The progression into banking for SMEs is a natural one for a company like Alibaba. It has hundreds of thousands of businesses on its platform using it for sales and distribution. So, when you want a loan, it makes sense to go to the person that is powering your business, noted Cross. "There's also the insight they have about your business, your stock levels and cashflow; they already have that. And so they are building huge banking ecosystems around them."

He said fintech players would do well to study the WeChat model in China where banks are actually building inside the app, so you can open a bank account in WeChat. Cross pointed out that the chief innovation officer of WeChat bank spoke at G20 (the first innovation officer to do so). In just over a year they got 30 million customers and in two years they will have 300 million banking customers. If you added together every European and US challenger bank, it wouldn't even come close.

Cross said: "They have got a huge domestic market. So very similar to the US in many ways; and a lot of them just sit in their domestic market and get really big. But we heard from Alipay that they are moving into merchant payments and point of sale systems for international. They are focusing on the corridors out of China; so where the Chinese tourists go, what are they doing, how can we be part of their life.

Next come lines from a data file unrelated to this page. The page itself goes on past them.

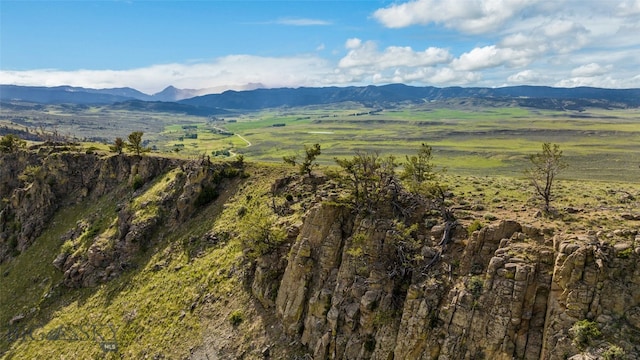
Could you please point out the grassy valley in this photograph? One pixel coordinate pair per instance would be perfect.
(468, 137)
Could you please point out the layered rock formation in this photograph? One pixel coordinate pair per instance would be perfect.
(508, 291)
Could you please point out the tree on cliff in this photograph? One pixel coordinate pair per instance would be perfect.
(118, 145)
(135, 142)
(544, 168)
(418, 169)
(420, 177)
(368, 176)
(11, 143)
(309, 162)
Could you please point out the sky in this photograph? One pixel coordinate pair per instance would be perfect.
(218, 45)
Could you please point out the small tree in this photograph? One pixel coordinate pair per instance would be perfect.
(545, 166)
(118, 145)
(135, 142)
(11, 143)
(309, 162)
(418, 169)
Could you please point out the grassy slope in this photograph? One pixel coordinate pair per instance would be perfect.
(161, 307)
(467, 139)
(180, 297)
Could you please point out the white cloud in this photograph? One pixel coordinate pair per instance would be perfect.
(492, 56)
(526, 77)
(353, 43)
(230, 71)
(367, 55)
(590, 70)
(471, 16)
(629, 8)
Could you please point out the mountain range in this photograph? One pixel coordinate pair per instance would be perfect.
(259, 98)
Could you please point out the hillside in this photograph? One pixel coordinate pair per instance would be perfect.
(117, 256)
(540, 97)
(530, 96)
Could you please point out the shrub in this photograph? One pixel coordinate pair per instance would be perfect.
(475, 226)
(475, 285)
(137, 182)
(614, 352)
(490, 217)
(625, 254)
(236, 317)
(208, 194)
(584, 331)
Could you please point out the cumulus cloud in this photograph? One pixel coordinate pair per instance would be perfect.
(526, 77)
(492, 56)
(472, 16)
(229, 71)
(366, 54)
(590, 70)
(365, 62)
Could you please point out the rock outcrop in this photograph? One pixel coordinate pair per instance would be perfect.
(507, 291)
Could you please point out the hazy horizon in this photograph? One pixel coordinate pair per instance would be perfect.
(149, 45)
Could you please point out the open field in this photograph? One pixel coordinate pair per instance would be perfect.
(467, 139)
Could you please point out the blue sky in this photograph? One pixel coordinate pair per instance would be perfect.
(218, 45)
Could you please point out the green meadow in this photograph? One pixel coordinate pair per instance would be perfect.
(467, 138)
(598, 144)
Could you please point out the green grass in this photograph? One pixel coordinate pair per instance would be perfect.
(159, 307)
(467, 139)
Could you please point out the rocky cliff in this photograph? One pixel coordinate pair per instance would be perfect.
(340, 283)
(507, 291)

"You hear executives talking about being customer-centric, but all they are doing is kind of refining the experience. That's not customer-centric, that's how someone uses an app, that's pretty basic UX stuff.

Ping An Bank

"What the Chinese banks are doing – and we are certainly also doing this at DBS – is thinking of the entire journey. This is why Ping An Bank is the world's most innovative bank by a long way. They have got a whole value chain for travel, for example. Rather than create an app to enable you to do payments when you are travelling, they have built huge ecosystems which they either own or have partnered into. They book hotels for you, taxis, stuff at airports – the whole value chain.

"They've got one for medical, one for commerce. They have even got one around moving house, so you can buy your furniture, hire house movers, property websites – it's the whole thing.

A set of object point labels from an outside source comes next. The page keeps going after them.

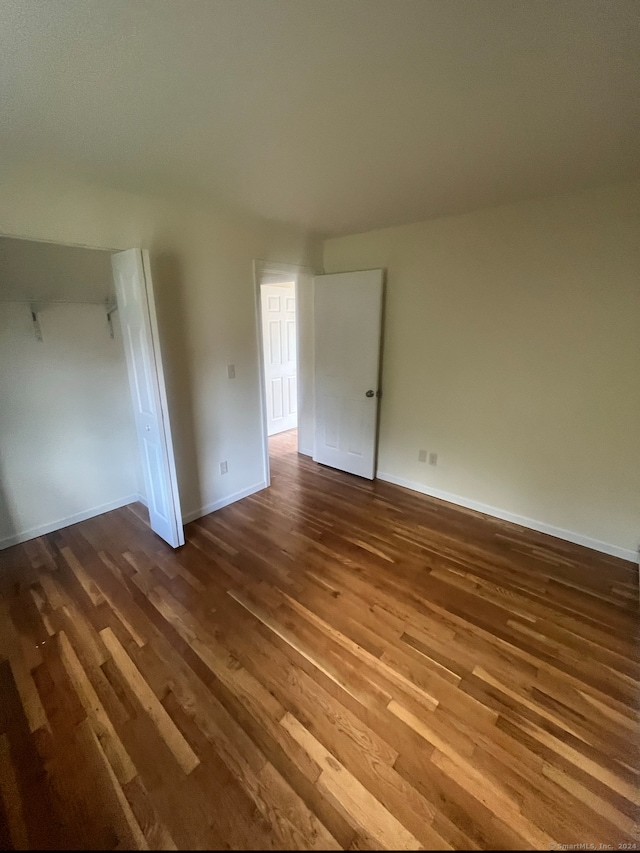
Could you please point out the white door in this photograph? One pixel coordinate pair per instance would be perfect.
(348, 328)
(136, 308)
(279, 341)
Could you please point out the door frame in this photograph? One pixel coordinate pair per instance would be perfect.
(289, 272)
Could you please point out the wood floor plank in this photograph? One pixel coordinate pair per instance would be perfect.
(330, 663)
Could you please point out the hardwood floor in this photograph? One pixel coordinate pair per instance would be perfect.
(330, 663)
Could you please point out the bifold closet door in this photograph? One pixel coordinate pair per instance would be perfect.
(134, 290)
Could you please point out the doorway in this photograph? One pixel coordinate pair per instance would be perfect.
(278, 322)
(284, 337)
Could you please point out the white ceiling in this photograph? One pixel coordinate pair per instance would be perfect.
(336, 115)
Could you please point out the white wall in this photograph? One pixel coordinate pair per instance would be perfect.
(68, 447)
(202, 265)
(512, 349)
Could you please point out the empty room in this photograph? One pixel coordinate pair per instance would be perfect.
(319, 424)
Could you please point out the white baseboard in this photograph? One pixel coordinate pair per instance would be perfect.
(212, 507)
(34, 532)
(504, 515)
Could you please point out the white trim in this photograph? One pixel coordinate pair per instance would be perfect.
(52, 526)
(212, 507)
(523, 521)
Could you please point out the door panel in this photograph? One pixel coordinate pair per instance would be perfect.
(279, 337)
(134, 291)
(348, 328)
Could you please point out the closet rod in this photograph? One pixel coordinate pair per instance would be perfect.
(102, 302)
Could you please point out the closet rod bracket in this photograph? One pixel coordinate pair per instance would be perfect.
(36, 321)
(111, 307)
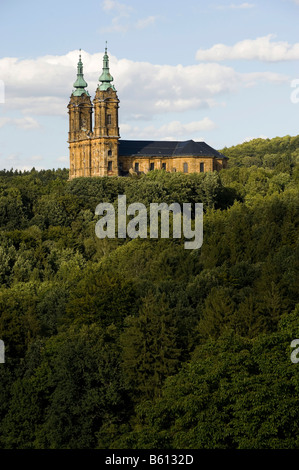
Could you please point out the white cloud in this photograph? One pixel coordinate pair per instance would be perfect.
(43, 86)
(170, 131)
(145, 22)
(262, 49)
(234, 6)
(25, 123)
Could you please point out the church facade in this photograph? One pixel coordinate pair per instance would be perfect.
(97, 150)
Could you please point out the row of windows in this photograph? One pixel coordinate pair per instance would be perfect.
(152, 166)
(185, 167)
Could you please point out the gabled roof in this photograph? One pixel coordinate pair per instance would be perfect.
(151, 148)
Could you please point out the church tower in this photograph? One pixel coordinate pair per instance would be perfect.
(80, 126)
(106, 130)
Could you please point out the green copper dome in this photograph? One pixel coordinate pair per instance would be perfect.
(80, 84)
(106, 78)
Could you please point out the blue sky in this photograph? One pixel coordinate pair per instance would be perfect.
(220, 71)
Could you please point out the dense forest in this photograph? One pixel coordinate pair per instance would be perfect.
(140, 343)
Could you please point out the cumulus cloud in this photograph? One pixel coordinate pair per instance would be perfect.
(234, 6)
(170, 131)
(262, 49)
(42, 86)
(25, 123)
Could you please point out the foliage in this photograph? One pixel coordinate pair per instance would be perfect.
(120, 343)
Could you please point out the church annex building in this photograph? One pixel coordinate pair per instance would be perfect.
(97, 150)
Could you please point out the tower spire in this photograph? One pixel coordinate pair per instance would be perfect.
(80, 84)
(106, 78)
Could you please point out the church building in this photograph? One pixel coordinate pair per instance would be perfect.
(97, 150)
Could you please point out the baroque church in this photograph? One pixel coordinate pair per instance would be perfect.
(97, 150)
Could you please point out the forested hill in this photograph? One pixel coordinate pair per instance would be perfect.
(120, 343)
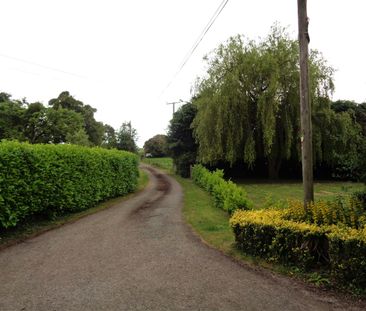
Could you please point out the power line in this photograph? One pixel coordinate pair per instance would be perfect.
(42, 66)
(197, 42)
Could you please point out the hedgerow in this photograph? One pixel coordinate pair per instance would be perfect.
(57, 179)
(226, 194)
(337, 248)
(349, 211)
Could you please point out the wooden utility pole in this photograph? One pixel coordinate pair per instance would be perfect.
(305, 110)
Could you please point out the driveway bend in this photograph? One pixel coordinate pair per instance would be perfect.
(139, 255)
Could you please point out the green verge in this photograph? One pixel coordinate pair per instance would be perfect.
(211, 224)
(36, 226)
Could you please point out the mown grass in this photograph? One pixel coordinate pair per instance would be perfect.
(211, 223)
(265, 194)
(36, 226)
(163, 163)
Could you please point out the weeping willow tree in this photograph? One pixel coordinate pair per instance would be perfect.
(248, 102)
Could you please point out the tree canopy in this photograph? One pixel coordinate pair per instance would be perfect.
(64, 120)
(181, 144)
(157, 146)
(248, 105)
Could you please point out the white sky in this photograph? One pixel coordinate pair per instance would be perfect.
(124, 53)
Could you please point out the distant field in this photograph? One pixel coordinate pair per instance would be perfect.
(164, 163)
(264, 194)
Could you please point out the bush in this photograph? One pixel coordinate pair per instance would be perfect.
(266, 234)
(337, 248)
(347, 253)
(226, 194)
(349, 211)
(56, 179)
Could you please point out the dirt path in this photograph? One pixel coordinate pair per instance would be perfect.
(139, 255)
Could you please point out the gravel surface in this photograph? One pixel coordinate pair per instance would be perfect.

"That's real customer-centricity. Because the customer is trying to do a job: I want to go on holiday; I'm ill, I need something; I'm moving house. They have really got that stuff covered. The Chinese have created these huge ecommerce platforms and they are just banking everyone under it. And the third-largest ecommerce platform in China is done by a bank, ICBC. You just don't see that in the West."

Singapore

Cross said DBS is in a unique position in terms of innovation because nowhere else has he seen the barriers between the corporate world and government lowered to the same extent as Singapore. This means DBS can run innovation testing with regulators on board, for instance. Being the national bank, DBS also has unique links to the country's academic world; the government's education ministry has even consulted the banks as part of its drive to reinvent Singapore's education system.

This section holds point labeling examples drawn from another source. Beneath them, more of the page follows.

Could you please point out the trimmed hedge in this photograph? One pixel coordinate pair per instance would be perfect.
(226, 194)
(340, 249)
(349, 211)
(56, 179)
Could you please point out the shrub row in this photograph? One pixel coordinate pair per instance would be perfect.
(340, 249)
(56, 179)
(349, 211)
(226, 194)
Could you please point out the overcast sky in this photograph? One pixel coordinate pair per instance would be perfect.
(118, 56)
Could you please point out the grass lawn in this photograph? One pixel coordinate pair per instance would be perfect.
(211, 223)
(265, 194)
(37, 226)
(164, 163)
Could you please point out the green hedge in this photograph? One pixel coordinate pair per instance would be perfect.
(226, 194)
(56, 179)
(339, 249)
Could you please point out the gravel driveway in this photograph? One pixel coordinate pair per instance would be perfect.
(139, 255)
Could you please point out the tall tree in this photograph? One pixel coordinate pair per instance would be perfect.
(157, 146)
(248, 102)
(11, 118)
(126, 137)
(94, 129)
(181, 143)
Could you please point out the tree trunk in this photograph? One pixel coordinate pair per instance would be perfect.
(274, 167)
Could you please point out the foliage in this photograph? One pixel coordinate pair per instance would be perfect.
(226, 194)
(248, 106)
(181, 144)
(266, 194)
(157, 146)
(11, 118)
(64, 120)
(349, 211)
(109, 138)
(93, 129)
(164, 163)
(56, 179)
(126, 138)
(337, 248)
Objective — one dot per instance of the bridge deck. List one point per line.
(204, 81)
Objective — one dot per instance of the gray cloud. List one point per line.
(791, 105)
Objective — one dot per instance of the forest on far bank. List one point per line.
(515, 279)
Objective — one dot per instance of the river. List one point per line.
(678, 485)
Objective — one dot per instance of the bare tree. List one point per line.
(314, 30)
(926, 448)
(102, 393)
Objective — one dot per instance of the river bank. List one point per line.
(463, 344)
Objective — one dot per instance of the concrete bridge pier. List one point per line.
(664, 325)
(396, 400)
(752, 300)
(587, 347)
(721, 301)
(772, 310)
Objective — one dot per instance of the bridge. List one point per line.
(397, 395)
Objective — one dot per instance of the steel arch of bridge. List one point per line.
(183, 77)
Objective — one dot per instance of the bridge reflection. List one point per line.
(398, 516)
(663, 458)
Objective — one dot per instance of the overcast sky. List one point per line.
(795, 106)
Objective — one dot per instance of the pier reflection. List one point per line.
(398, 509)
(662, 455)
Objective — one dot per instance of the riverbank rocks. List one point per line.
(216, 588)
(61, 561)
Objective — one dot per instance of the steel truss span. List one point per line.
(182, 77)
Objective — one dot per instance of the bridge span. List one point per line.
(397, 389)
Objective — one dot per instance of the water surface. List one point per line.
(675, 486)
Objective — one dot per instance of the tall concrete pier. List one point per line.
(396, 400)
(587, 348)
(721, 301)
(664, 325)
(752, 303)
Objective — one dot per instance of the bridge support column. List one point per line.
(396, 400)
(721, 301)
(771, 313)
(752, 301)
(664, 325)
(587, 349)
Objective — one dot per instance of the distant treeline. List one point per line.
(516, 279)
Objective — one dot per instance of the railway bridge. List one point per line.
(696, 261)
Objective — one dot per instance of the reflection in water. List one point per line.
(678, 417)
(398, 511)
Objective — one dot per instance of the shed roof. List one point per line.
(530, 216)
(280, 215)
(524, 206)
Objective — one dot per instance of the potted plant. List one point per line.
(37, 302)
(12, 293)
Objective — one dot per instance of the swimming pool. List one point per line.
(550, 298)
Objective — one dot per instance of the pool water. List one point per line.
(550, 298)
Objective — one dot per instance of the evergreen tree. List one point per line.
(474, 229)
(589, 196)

In terms of its practical approach, Cross said DBS split its innovation team in half. "One side looks to reinvent the world; it does all the engagements with universities, fintechs, government agencies and corporate partners. Then the other half of the team reinvents the bank itself. They run programmes to train staff on design thinking. The bank last year ran 1000 experiments; in context, Google only did 3,000."

BBVA, Barclays, Lloyds

Asked which European banks were in his opinion innovative Cross said probably the winners would be BBVA. "They would lose some marks for internal culture change, but they win on product delivery; they've got great products."

And in the UK? "Barclays talk a good game. They have a lot of PR and some product – not particularly stunning. They are doing a lot on blockchain, probably a bit too much. Lloyds are good. They have a deep focus on internal culture change."